Qi Hui lifted women's 200m individual medley swimming title at the 23rd Universiade on Saturday, the second gold medal for the Chinese delegation, while Poland, overtaking the United States, led the medal tally.
Qi, twenty-year-old, leading in the preliminaries, clocked 2:14.99 in the final, her second best result this year.
Lagging behind her rivals before taking to breaststroke, Qi overpassed her opponents in the last 100m, and led the way to secure the gold medal, edging Helen Norfolk of New Zealand into second place at 2:16.03. The bronze medal went to Nicole Hetzer of Germany at 2:17.22.
"I was in good form, but encountered a tough challenge," Qi said in smile, "I'm used to open swimming pool though I usually train indoors."
The world champion (short-course) tipped tomorrow's 200m breaststroke would be stiffer, "because some American girls are really good."
Out of six disciplines contested Saturday, Poland bagged home two gold medals, China, Japan, Germany and France won one gold apiece.
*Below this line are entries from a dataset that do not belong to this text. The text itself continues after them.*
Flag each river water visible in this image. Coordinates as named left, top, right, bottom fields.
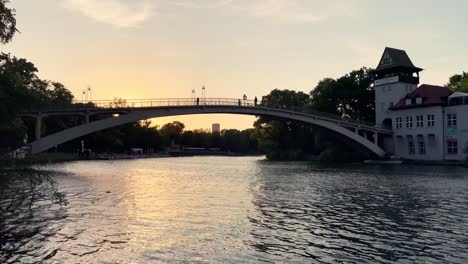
left=0, top=157, right=468, bottom=263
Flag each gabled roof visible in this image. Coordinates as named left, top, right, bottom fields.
left=375, top=47, right=422, bottom=72
left=390, top=84, right=450, bottom=110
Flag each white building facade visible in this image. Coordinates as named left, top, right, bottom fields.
left=372, top=48, right=468, bottom=161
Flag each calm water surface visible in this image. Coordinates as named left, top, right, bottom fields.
left=0, top=157, right=468, bottom=263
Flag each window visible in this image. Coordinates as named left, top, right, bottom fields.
left=427, top=115, right=435, bottom=127
left=406, top=116, right=413, bottom=128
left=419, top=139, right=426, bottom=155
left=416, top=115, right=424, bottom=127
left=408, top=139, right=416, bottom=155
left=447, top=114, right=457, bottom=127
left=447, top=140, right=458, bottom=154
left=380, top=51, right=393, bottom=66
left=396, top=117, right=403, bottom=128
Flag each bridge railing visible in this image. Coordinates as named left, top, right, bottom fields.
left=22, top=98, right=380, bottom=127
left=74, top=98, right=255, bottom=108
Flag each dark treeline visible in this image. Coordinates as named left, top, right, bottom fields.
left=62, top=121, right=258, bottom=154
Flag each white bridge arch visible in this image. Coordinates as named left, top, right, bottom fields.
left=20, top=98, right=392, bottom=157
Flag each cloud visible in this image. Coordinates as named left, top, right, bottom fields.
left=63, top=0, right=156, bottom=27
left=169, top=0, right=235, bottom=9
left=167, top=0, right=356, bottom=23
left=250, top=0, right=356, bottom=23
left=61, top=0, right=357, bottom=27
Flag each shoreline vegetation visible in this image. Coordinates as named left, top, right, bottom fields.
left=0, top=151, right=468, bottom=168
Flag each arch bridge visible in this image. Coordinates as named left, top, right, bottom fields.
left=19, top=98, right=392, bottom=157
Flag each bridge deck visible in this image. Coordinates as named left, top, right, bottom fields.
left=20, top=98, right=392, bottom=134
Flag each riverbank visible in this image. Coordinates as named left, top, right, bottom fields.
left=0, top=152, right=82, bottom=166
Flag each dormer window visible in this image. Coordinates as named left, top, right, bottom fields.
left=381, top=51, right=393, bottom=66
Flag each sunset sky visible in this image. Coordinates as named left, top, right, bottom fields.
left=0, top=0, right=468, bottom=129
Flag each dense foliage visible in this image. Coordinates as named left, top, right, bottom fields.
left=446, top=72, right=468, bottom=93
left=255, top=68, right=374, bottom=160
left=0, top=0, right=18, bottom=44
left=0, top=53, right=76, bottom=148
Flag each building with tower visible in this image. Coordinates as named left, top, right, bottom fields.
left=371, top=48, right=468, bottom=160
left=211, top=123, right=221, bottom=133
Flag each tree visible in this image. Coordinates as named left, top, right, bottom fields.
left=0, top=0, right=18, bottom=44
left=310, top=68, right=375, bottom=121
left=159, top=121, right=185, bottom=144
left=446, top=72, right=468, bottom=93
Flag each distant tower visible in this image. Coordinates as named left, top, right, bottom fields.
left=371, top=48, right=423, bottom=129
left=211, top=123, right=221, bottom=133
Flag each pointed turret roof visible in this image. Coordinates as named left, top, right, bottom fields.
left=374, top=47, right=422, bottom=72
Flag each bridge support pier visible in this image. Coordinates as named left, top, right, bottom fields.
left=34, top=115, right=42, bottom=140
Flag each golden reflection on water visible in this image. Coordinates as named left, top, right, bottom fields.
left=49, top=157, right=261, bottom=261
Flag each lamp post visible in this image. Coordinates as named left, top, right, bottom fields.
left=87, top=86, right=92, bottom=102
left=202, top=85, right=206, bottom=104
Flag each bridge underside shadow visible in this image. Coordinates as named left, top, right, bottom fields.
left=29, top=106, right=385, bottom=157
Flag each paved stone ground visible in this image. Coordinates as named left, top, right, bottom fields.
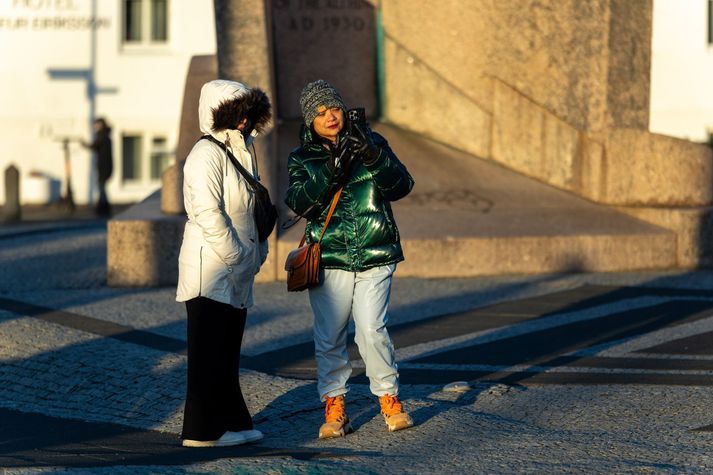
left=0, top=221, right=713, bottom=474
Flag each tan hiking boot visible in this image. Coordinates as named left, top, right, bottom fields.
left=319, top=396, right=352, bottom=439
left=379, top=394, right=413, bottom=432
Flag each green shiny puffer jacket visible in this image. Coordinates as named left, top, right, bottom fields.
left=285, top=127, right=413, bottom=272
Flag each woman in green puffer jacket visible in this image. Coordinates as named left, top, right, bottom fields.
left=285, top=80, right=413, bottom=438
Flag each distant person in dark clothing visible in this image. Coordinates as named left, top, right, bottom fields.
left=82, top=117, right=114, bottom=216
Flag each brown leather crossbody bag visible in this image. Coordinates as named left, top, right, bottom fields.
left=285, top=187, right=342, bottom=292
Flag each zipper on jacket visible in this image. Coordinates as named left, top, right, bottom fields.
left=198, top=246, right=203, bottom=297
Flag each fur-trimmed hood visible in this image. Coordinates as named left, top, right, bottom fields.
left=198, top=79, right=272, bottom=135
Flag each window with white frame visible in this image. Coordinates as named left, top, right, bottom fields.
left=121, top=133, right=174, bottom=184
left=122, top=0, right=169, bottom=45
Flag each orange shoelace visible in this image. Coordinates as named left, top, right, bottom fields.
left=324, top=396, right=345, bottom=422
left=379, top=394, right=403, bottom=416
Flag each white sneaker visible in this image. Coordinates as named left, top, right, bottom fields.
left=183, top=431, right=246, bottom=447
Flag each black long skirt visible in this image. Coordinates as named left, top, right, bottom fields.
left=181, top=297, right=253, bottom=440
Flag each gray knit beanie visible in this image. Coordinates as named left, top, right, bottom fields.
left=300, top=79, right=347, bottom=127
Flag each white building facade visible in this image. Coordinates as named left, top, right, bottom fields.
left=649, top=0, right=713, bottom=142
left=0, top=0, right=216, bottom=204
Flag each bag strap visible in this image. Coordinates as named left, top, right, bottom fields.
left=200, top=135, right=262, bottom=191
left=297, top=186, right=344, bottom=247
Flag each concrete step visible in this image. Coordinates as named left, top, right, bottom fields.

In women's 100m butterfly, Polish Otylia Jedrzejczak stole the show by setting a new Universiade record at 58.74 to secure the gold medal. Briton Sarah Healey finished runner-up at 1:00.09, while Demerae Christianson of the United States took away the bronze at 1:00.16.
Japan savored the taste of gold medal through Aya Terakawa, who lifed women's 50m-backstroke title at 29.06, edging Canadian Jennifer Carroll and Sviatlana Khakhlova of Belarus into second and third places, separately at 29.32 and 29.42.
Germany led 1-2 finish in women's 100m-freestyle through Petra Dallmann and Annika Liebs, who finished at 55.35 and 55.97. Jana Myskova of Czech clinched a bronze medal at 56.40.
Polish Przemyslaw Stanczyk made it in men's 700 freestyle at 7:57.00. Russia Yury Prilukov finished runner-up at 7:57.05 and Takeshi Matsuda of Japan ranked third at 7:58.82.
For the last men's 4x100m freestyle, France touched home first at 3:19.91, Britain and the United States came out second and third, at 3:20.27 and 3:20.45.
Poland, up to now the big winner, has won four gold medals and one bronze. The United States ranked second with two golds, one silver and two bronzes. Japan bagged one gold, two silvers and three bronzes, to place third in the swimming medal tally.